一連の「専門」解説は、ボリス・ジョンソン政権が新しい「一国民」政策を採用し、英国北部や中部の労働階級投票者と「見捨てられた」コミュニティの利益を優先する可能性について肯定的に評価しています。 パトリック・ダンリーヴィーは、この政権は保守党の前任者たちと非常によく似た、近年の非正規主義的な国内政策を維持すると予想される、多数の対抗的な理由を列挙している
英国の全国メディアと「解説者たち」は、英国政治に新しい方向を示すものとしてボリス・ジョンソン政権の見通しを話すことに強い関心を持っている。 同じことの繰り返し」と予想すれば、新聞は売れなくなる。 だから、保守系新聞が、ジョンソン政権が謳うであろう黄金の未来への「輝かしい道」の想像上の政策の詳細を描くことに最大限の力を注いだとしても、少しも不思議はないのである。

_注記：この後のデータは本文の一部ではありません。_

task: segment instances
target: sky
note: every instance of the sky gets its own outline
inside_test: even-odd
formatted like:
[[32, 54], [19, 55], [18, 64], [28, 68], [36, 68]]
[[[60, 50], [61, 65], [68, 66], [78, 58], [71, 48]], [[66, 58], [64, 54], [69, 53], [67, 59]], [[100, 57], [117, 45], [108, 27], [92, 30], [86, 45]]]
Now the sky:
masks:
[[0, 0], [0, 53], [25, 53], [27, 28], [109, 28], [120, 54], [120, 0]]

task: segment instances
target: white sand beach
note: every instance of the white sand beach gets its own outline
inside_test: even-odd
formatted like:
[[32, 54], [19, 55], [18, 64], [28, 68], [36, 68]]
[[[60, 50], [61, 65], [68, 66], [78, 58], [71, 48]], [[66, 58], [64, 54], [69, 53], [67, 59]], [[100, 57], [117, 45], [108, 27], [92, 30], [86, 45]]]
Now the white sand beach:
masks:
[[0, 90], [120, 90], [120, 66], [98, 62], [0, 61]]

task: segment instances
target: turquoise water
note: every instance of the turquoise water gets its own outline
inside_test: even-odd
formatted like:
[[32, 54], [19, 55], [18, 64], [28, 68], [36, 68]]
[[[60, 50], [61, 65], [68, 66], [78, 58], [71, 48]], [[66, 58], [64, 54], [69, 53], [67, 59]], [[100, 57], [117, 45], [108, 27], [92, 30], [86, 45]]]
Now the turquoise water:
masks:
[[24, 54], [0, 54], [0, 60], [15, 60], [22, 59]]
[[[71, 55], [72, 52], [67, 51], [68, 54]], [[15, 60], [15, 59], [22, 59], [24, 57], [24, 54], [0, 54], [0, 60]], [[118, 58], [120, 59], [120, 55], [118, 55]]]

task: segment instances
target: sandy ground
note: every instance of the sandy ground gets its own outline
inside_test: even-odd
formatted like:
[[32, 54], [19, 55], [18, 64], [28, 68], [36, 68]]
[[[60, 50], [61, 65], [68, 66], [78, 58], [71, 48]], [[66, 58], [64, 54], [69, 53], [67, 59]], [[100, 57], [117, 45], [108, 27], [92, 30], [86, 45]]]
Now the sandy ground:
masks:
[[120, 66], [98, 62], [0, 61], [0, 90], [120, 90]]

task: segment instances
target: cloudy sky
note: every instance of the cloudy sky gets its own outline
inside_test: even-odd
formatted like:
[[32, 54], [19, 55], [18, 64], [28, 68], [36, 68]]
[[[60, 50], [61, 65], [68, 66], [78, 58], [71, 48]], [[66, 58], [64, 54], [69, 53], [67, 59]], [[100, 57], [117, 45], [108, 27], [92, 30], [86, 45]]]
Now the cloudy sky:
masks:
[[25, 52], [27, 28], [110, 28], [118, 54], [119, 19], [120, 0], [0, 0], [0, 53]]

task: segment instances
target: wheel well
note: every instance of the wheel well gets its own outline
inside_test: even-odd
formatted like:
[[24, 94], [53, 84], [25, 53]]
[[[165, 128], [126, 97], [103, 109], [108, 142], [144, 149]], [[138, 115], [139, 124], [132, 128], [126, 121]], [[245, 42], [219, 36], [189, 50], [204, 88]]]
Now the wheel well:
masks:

しかし、かなりの数の左派、非同盟、学術関係者は、ジョンソン政権がイングランド北部と中部地方の不況地域の再建に大きな政策的重点を置き、かつての「レッドベルト」有権者の一時的支持を長期にわたって固め、保持することはもっともであると考えています。 今回の選挙で獲得した47議席の議員全員と、それ以前は少数派であったトーリーの現職議員の多くは、ジョンソンのポピュリスト的能力によって、これまで保守党のメッセージに敵対していた聴衆に訴えられた結果、コモンズの地位を得たというのである。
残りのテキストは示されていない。